Today, the lab employs some twelve hundred scientists, technicians, and administrative staff, most of whom are involved in some way or another with probing the mouse genome. The lab scientists don’t work with all eight hundred thousand rodent residents. Many of the mice are supplied to researchers at other institutions.

There’s a surprising amount of security at the lab, especially for the building where most of the mice are housed. It’s not so much that scientists are worried about theft or escape. A bigger worry is that animal rights activists will try to break in and wreak havoc. Lab officials insist that the main reason for the security is to protect the mice from humans who may be carrying diseases that could be harmful to the rodents.

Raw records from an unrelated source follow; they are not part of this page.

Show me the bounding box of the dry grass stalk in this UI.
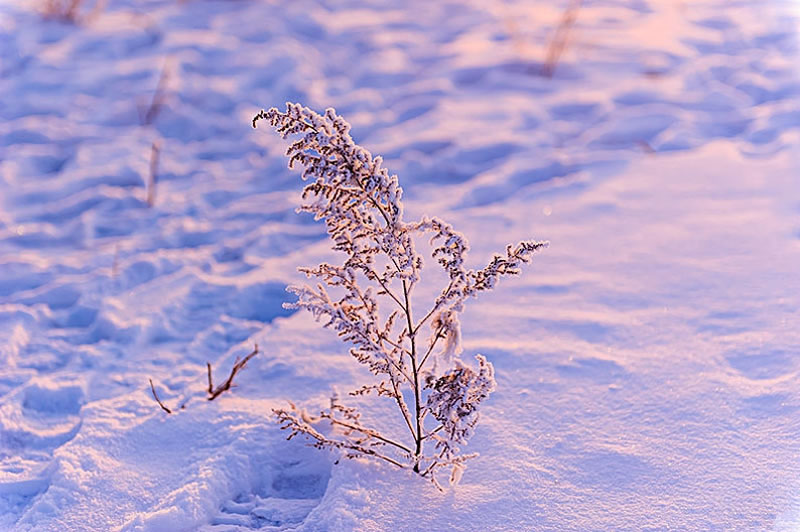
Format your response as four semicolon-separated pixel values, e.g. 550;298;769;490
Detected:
542;0;583;78
147;141;161;207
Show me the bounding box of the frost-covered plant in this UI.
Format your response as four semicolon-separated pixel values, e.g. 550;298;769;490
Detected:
253;103;547;486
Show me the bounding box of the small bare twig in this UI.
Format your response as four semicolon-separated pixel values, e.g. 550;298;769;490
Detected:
139;64;169;126
148;379;172;414
147;141;161;207
542;0;582;78
206;344;258;401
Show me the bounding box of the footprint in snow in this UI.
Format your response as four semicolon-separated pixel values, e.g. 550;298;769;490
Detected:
200;460;330;532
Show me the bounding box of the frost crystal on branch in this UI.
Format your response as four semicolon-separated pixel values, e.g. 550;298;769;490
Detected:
253;103;547;486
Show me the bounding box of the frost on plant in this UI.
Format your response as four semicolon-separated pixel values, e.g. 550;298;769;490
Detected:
253;103;547;485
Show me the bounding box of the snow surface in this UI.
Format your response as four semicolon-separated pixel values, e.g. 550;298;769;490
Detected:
0;0;800;532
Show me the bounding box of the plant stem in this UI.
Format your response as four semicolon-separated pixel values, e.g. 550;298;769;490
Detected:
403;279;422;473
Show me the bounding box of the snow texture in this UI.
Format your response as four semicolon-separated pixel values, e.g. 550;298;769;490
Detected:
0;0;800;532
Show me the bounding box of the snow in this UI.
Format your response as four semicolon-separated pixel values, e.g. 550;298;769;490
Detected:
0;0;800;532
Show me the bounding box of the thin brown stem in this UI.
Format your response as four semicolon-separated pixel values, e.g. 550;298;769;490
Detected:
419;325;444;369
152;379;172;414
206;344;258;401
323;414;411;454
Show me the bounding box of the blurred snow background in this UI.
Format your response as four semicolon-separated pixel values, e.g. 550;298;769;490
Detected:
0;0;800;531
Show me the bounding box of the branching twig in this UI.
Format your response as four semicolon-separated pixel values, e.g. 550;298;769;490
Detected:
206;344;258;401
542;0;582;78
139;65;169;126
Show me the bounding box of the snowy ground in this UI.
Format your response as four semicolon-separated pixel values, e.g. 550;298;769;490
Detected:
0;0;800;532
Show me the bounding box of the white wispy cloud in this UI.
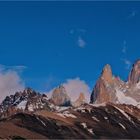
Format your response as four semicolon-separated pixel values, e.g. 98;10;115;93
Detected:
0;64;27;72
77;36;86;48
121;40;132;70
0;65;25;102
47;77;91;102
70;28;87;48
121;58;132;70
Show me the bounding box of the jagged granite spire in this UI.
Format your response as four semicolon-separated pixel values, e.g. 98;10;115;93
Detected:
128;59;140;85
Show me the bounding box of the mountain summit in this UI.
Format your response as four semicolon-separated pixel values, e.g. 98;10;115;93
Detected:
128;59;140;85
90;60;140;106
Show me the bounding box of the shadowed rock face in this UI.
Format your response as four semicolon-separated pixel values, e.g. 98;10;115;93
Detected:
72;93;86;107
90;64;115;103
51;85;71;106
128;60;140;85
90;60;140;105
0;104;140;139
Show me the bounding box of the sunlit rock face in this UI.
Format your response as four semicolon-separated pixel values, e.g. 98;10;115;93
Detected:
51;85;71;106
128;60;140;85
90;64;116;103
90;60;140;106
72;93;86;107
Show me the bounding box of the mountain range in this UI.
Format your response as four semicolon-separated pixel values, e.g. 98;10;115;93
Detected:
0;60;140;139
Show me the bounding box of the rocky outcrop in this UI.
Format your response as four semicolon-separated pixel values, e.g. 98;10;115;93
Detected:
128;60;140;85
72;93;86;107
0;88;53;118
0;104;140;139
90;64;116;103
90;60;140;105
51;85;71;106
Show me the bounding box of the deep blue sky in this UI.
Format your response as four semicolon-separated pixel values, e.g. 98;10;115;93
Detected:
0;1;140;90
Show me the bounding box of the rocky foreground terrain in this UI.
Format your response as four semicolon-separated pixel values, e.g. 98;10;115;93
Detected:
0;60;140;139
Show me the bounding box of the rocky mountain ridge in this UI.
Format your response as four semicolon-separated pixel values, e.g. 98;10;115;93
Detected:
0;60;140;139
90;60;140;106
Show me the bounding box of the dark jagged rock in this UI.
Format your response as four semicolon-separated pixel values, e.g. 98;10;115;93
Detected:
51;85;71;106
128;60;140;85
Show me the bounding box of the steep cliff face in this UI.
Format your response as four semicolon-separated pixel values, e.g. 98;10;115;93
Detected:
90;60;140;106
91;64;116;103
128;60;140;85
72;93;86;107
51;85;71;106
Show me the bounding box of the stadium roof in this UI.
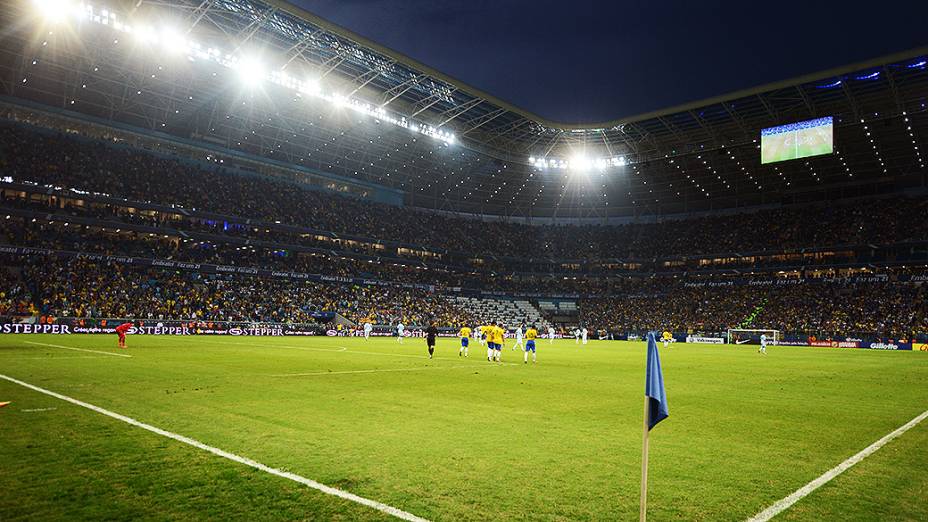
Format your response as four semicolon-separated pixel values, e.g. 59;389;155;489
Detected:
3;0;928;217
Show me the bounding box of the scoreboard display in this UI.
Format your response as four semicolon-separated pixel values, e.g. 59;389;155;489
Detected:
760;116;834;164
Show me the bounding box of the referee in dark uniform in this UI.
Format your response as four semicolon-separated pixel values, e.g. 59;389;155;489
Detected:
425;321;438;359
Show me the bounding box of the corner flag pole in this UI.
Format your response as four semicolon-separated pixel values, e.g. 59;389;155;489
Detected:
638;332;670;522
638;395;651;522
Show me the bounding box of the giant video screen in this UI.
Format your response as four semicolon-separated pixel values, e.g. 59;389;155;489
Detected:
760;116;834;164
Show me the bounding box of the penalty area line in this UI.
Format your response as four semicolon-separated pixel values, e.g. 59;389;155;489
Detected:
0;374;428;522
23;341;132;357
747;410;928;522
268;364;480;377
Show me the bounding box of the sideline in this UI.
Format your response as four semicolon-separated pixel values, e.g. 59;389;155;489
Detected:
0;374;428;522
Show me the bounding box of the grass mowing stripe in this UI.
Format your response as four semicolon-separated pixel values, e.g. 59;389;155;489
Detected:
748;410;928;522
23;341;132;357
0;370;428;522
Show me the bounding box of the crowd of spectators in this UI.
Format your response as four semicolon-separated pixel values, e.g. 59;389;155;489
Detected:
0;120;928;259
579;278;928;338
14;258;477;326
0;120;928;335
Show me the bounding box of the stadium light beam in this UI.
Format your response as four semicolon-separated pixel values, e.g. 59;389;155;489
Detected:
235;57;267;88
34;0;73;24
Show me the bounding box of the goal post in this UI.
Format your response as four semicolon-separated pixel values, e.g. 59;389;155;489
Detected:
727;328;780;344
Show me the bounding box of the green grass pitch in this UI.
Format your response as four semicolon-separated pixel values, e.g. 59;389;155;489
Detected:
0;335;928;521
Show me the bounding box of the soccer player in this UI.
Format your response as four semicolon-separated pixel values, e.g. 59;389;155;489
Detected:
512;324;524;350
364;320;374;341
523;325;538;364
458;326;470;357
493;322;505;362
425;321;438;359
116;323;134;348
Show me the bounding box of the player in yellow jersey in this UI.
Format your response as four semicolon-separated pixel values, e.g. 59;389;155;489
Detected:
661;330;673;348
524;325;538;364
493;322;506;362
458;326;470;357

Once a year, however, the lab does let humans view the mice, and that’s during what’s called the Mouse Clinic.

The clinic is part of the two-week summer course on mammalian genetics that the lab has conducted for the last half-century. Senior genetics researchers from around the world agree to teach at the course, partly because the Jackson Lab is a good place to hobnob with colleagues in mammalian genetics, and partly because Bar Harbor can be spectacularly beautiful in the summer. (It can also be rainy and foggy for days on end, causing you to curse the vacation brochure that convinced you to spend your entire two-week holiday there.)

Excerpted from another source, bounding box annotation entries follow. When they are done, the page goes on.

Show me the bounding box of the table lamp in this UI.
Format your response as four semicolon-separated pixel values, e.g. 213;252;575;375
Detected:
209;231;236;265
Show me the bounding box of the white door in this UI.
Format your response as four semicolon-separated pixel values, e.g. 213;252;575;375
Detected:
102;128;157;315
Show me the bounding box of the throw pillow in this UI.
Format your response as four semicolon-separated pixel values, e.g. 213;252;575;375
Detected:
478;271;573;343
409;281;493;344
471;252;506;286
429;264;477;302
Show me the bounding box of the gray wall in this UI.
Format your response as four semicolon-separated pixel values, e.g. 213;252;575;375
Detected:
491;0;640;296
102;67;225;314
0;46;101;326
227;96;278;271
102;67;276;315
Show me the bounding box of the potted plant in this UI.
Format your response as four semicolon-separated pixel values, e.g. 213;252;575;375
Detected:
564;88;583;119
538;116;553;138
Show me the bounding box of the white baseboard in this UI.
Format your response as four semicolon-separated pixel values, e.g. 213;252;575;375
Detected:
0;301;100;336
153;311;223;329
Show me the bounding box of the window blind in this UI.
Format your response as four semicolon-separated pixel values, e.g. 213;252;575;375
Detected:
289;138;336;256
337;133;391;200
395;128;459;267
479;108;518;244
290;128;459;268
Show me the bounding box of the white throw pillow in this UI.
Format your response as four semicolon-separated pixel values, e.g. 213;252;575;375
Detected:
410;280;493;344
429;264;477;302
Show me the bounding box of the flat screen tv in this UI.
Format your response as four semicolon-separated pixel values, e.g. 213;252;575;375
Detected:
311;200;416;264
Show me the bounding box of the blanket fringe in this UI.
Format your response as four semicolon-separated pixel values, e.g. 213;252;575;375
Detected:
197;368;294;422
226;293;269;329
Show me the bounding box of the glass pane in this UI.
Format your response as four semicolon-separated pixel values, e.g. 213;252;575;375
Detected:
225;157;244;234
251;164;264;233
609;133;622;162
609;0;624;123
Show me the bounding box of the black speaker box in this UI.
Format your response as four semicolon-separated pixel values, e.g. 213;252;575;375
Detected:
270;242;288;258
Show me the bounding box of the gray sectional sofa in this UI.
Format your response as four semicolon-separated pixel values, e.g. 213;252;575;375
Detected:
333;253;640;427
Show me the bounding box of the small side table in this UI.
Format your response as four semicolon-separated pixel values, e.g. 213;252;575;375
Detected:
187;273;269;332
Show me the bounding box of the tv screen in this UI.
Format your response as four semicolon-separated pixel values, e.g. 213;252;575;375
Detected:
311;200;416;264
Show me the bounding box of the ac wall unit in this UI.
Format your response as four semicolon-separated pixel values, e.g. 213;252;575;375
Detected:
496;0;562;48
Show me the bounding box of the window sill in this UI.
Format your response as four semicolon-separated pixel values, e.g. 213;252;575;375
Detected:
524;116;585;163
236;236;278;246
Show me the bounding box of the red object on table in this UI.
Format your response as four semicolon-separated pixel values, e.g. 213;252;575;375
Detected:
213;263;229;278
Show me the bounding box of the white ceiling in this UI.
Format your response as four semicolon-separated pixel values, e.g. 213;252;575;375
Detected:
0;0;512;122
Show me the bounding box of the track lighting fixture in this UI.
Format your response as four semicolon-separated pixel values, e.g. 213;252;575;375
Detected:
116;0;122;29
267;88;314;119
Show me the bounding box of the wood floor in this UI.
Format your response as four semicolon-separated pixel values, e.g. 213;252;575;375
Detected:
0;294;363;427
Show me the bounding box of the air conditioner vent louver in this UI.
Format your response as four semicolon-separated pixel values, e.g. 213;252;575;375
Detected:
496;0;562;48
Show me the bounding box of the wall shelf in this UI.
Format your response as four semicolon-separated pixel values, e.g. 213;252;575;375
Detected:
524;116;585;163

Graduate students and recently minted Ph.D.’s attend the course, and the Mouse Clinic is one of the highlights. In it, the lab brings out examples of its most interesting mouse strains, and scientists at the lab explain their research to the course participants. The clinic takes place in a parking lot next to one of the lab buildings under a large tent, a hundred feet long and forty feet across. There are about two dozen tables under the tent, and on every table are several clear plastic boxes, each a bit larger than a shoe box and containing a different strain of mouse. You can easily see the mice inside the boxes. Some are brown, others are white. One mouse even has a green glow if you shine ultraviolet light on it.

In some boxes there is only one mouse; others hold several. All of these mice at the clinic have one thing in common: “They’re not very happy,” says Peggy Danneman. Danneman is a senior veterinarian specializing in lab animal medicine. She says there are several reasons for these mice to be pissed off. First of all, mice detest open spaces. Yes, there’s a tent, but the tent has no walls, and for a mouse, this is about the same as being plopped down in the middle of the great outdoors.

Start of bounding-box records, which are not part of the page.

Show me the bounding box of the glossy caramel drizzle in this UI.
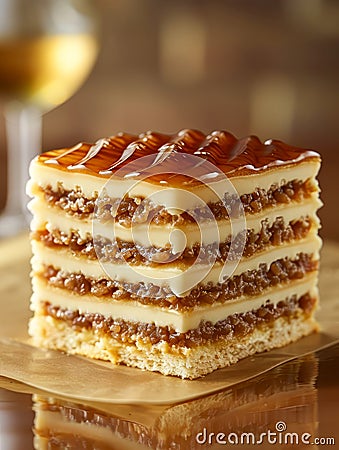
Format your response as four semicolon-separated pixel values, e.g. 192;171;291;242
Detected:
38;129;319;184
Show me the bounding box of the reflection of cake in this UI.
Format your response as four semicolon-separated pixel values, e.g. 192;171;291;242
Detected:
28;130;320;378
34;356;317;450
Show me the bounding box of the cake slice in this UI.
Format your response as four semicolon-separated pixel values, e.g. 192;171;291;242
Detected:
28;130;321;379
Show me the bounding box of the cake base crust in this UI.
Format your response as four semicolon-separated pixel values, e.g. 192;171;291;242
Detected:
30;312;318;379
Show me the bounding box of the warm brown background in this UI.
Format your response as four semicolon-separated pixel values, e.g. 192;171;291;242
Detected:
0;0;339;239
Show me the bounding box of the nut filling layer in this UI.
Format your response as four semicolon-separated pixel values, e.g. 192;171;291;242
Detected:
31;217;313;266
39;253;318;311
40;179;317;227
42;294;316;347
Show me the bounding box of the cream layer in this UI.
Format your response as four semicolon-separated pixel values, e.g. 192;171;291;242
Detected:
29;193;322;248
32;234;322;297
31;273;318;333
27;158;320;214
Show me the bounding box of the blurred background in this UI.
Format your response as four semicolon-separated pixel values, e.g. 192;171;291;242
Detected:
0;0;339;240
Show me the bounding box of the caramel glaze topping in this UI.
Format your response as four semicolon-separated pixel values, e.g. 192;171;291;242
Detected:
38;129;319;185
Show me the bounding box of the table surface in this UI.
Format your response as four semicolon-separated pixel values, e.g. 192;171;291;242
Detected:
0;344;339;450
0;234;339;450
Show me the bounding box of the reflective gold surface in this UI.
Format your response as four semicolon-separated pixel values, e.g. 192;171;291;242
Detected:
0;344;339;450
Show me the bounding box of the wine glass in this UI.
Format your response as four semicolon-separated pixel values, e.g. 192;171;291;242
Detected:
0;0;98;237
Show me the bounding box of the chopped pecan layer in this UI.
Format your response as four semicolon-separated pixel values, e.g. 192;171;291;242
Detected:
32;217;312;266
44;294;316;347
40;253;318;311
41;179;317;227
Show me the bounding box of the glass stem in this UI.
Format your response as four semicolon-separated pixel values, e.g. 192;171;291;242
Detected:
0;103;42;236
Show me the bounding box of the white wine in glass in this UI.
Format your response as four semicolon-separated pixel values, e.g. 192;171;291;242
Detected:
0;0;98;237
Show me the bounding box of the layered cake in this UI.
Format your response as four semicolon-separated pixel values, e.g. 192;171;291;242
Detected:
28;130;321;379
33;355;318;450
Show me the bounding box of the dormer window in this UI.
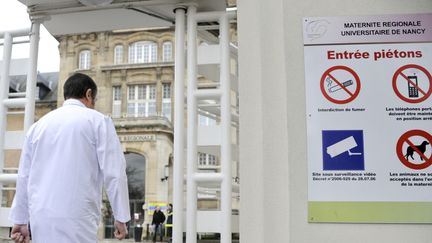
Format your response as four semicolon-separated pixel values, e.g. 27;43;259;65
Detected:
78;50;91;70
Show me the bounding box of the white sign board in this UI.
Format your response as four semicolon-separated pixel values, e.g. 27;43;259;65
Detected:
304;14;432;223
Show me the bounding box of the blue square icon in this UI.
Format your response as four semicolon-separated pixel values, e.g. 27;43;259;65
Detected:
322;130;364;170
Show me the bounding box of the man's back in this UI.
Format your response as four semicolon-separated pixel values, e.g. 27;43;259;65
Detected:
28;99;104;218
11;99;130;243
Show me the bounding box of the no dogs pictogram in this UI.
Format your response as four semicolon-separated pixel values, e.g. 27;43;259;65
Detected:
396;130;432;170
320;66;360;104
392;64;432;103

“Mice want to be close to a wall or sheltered,” says Danneman. Even though there’s no threat to these mice in their protective plastic cages, historically, a mouse out in the open is a mouse in trouble. That’s because just about every larger carnivore wouldn’t mind munching on a tasty mouse snack. “You see the same thing with bright lights,” says Danneman. “Mice do not like bright lights, and I would postulate it’s for the same reason.” Bright lights would make them easier to spot. Although there’s no direct sunlight inside the tent, it’s plenty bright. While these things may be temporary and unpredictable, for a mouse, they could cross from unpleasant into genuinely dangerous (as far as they can tell). Yet that’s just the beginning of the assault on mouse sensibilities that the Mouse Clinic represents.

Mice hate being put in a freshly cleaned box, and these boxes are spotless. “Humans change the cage because it starts to smell, and they don’t like it,” says Eva Eicher, one of the lab’s star geneticists. “But the mouse would probably prefer to have the cage a little dirtier and changed a lot less often.”